Le 20 janvier prochain, je pars à Marseille en résidence à la Marelle pendant deux semaines (première série de quatre), et serai donc soumise au couvre-feu à 18h, ce que je viens d’apprendre. Ce départ m’occupe l’esprit depuis déjà plusieurs jours (parce que je n’ai pas quitté Paris depuis longtemps, parce que je suis phobique des transports en commun, parce que comment dormir, etc). Cependant, cette semaine, je me suis un peu préparée : j’ai quitté mon appartement pendant trois jours pour aller écrire dans "l’oloé paquerette" : le local de L’aiR Nu.

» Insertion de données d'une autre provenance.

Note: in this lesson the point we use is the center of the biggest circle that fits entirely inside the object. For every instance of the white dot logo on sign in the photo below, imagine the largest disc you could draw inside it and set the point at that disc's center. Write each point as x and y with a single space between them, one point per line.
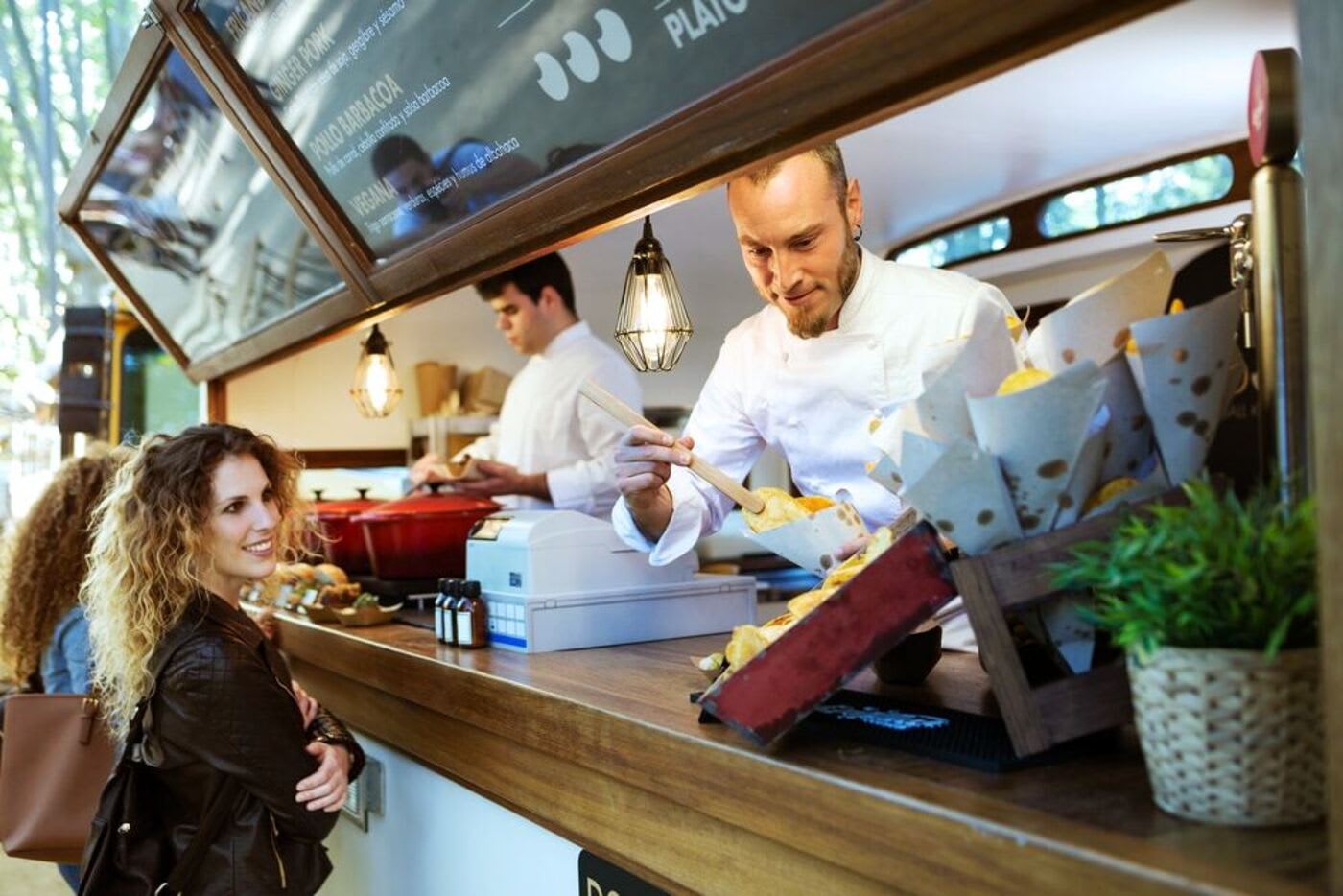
583 60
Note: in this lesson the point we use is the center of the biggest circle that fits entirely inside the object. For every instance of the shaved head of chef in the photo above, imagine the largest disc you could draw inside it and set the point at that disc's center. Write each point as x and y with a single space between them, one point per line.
798 224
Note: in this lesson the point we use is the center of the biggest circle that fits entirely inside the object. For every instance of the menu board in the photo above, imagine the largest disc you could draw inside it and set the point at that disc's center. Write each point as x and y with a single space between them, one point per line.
195 224
420 114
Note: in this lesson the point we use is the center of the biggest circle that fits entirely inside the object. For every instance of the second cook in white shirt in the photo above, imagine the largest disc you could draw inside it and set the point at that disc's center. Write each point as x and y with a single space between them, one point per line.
551 448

C’est un endroit où la vie est simplifiée au maximum — les habitants des studios comprendront ce que je veux dire. Le matin, j’écrivais Bruits, l’après-midi je faisais un tour (promenade, courses) et, systématiquement, me débrouillais pour être rentrée avant la nuit et la regarder tomber de la fenêtre. Je savais que je ne ressortirai plus et, d’une façon assez mystérieuse, cela me faisait plaisir. Le couvre-feu à 18h, sans le savoir, j’y étais déjà. Je mettais un casque pour ne pas entendre les voisins (entre deux chambres de bonne les murs sont fins comme des feuilles de papier) et poursuivais ma petite mécanique de résidence : ranger, "cuisiner", (cf le semainier précédent), manger, lire, écouter un podcast, réfléchir, etc. Réfléchir, surtout, sans parler à personne. Puis le matin, à nouveau : écriture de Bruits, avec ce que ça comporte de déstabilisant au bout de quelques jours.

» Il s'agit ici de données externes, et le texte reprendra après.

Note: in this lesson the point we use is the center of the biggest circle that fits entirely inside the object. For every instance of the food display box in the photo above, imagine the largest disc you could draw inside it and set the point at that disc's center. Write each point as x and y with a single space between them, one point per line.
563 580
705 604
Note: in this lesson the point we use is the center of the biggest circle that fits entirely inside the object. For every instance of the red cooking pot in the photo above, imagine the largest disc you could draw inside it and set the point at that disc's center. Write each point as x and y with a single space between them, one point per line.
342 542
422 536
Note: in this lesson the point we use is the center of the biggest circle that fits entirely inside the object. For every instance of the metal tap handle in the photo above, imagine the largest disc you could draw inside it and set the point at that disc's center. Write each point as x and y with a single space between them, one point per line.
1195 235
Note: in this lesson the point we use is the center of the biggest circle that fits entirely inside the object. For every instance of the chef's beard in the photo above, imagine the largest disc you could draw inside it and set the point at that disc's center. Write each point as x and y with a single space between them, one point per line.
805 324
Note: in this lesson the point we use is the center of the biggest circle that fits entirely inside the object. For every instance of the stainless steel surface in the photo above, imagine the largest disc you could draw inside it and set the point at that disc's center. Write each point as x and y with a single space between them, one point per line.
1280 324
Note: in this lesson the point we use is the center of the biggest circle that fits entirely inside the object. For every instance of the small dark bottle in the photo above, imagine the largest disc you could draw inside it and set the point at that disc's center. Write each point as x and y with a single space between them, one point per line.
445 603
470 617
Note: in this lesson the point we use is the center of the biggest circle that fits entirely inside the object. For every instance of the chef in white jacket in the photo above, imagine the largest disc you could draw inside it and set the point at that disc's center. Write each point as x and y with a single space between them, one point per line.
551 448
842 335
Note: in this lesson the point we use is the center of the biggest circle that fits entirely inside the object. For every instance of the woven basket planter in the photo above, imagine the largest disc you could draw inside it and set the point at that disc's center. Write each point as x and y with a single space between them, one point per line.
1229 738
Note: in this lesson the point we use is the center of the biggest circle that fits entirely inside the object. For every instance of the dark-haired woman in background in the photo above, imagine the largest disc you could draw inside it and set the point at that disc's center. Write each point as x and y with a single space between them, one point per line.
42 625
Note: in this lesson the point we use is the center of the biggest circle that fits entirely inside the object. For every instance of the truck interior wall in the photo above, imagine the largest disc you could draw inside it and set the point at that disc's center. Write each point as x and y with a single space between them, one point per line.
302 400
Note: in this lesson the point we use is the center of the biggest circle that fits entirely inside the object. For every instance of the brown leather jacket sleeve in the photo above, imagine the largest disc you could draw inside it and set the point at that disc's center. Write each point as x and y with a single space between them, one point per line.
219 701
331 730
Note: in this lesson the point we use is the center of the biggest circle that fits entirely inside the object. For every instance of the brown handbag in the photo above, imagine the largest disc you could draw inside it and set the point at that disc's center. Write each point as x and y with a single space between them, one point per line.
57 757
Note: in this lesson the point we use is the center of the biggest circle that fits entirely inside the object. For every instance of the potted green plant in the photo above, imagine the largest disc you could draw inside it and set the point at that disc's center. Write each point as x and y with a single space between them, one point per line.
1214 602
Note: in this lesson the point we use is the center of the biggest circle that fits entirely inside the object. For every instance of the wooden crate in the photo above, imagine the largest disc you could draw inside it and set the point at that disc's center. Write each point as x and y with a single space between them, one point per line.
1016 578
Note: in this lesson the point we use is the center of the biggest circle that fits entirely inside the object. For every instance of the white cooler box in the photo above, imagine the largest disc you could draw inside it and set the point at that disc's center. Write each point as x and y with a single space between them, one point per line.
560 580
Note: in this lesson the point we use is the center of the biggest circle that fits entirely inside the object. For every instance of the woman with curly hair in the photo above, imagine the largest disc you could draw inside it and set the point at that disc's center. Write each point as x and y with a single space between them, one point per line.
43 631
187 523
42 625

À Marseille, j’ai envie de faire pareil : déplacer comme sur un jeu d’échecs les éléments de cette vie de trois jours : reproduire les mouvements, imaginer des variations. J’ai envie, pour une fois, de ne pas aller vers la ville mais qu’elle vienne à moi. On nous demande toujours — en tout cas souvent — de nous "inspirer" des lieux qui nous accueillent. La Marelle ne me demande rien et c’est la raison pour laquelle c’est la Rolls des résidences. C’est moi qui vais demander à Marseille d’apparaître, sans même que je le veuille, jusqu’à l’appartement où je serai confinée — décision d’autant plus pertinente, bien sûr que la situation sanitaire n’est pas en train de s’arranger, même si ce n’en est pas la raison. En somme, je vais faire le contraire de ce que Delphine Bretesché a effectué lors de sa propre résidence à la Marelle, en s’installant temporairement, durant cinq semaines, chez des inconnus :
« Traverser, être traversée : peut-être est-ce ma façon d’habiter en poète ? C’est-à-dire en mouvement. Tous les sens sont bouleversés. Chaque semaine vivre pleinement, en disponibilité à l’autre, aux lieux. Les sons de chaque rue chaque habitation sont très différents. Les draps ne sentent pas comme chez vous, certains parquets craquent, d’autres grincent, comment qualifier le son des tomettes descellées ? Où sont rangées les casseroles, de quelles couleurs sont les serviettes de toilette ? Allez-vous en pyjama dans la salle de bains le matin avec vos habits sous le bras ou vous habillez-vous pour vous déshabiller prendre votre douche et vous rhabiller ? Ne pas être à l’aise parfois et ce n’est pas grave. Découvrir qu’en deux jours le corps prend ses marques. Et découvrir l’angle aveugle de la résidence : quitter. »
(extrait de l’entretien qu’elle a donné au magazine Diacritik)
En faisant l’inverse, je m’y référerai, me retrouverai en dialogue secret avec son livre, Marseille festin !. Autres dialogues secrets espérés : Bruits / Ulysse (peut-être le seul livre que je vais emporter) (quoique ça m’angoisse de l’écrire, mais comment en porter d’autres sur mon dos ?), Bruits / L’espace d’un instant, le nouveau projet de Pierre Ménard, ouvert aujourd’hui même, lui-même minuté. Je viens de m’abonner au podcast : c’est déjà la promesse d’un rituel, un début de ré-assurance.
Car j’ai besoin d’accompagnement, celui de mes "amis d’écriture". J’ai repris Bruits, projet énorme et effrayant, qui me galvanise et me fait peur : il faut tenir. Il y a également Lisières limites à relire et peut-être à réinventer, Nos îles numériques à poursuivre (vous pouvez participer au 5e épisode, n’hésitez pas, nous mettrons les réponses en ligne le 15 de ce mois), Volte-face à faire vivre, de nouveaux projets à monter... Plus que jamais, nous sommes seul.es et avons besoin de monde. C’est pourquoi il est nécessaire de demander de l’aide (je le fais, ces jours-ci) et de se préparer (idem). C’est en prenant, en absorbant, en laissant venir que je pourrais à mon tour donner.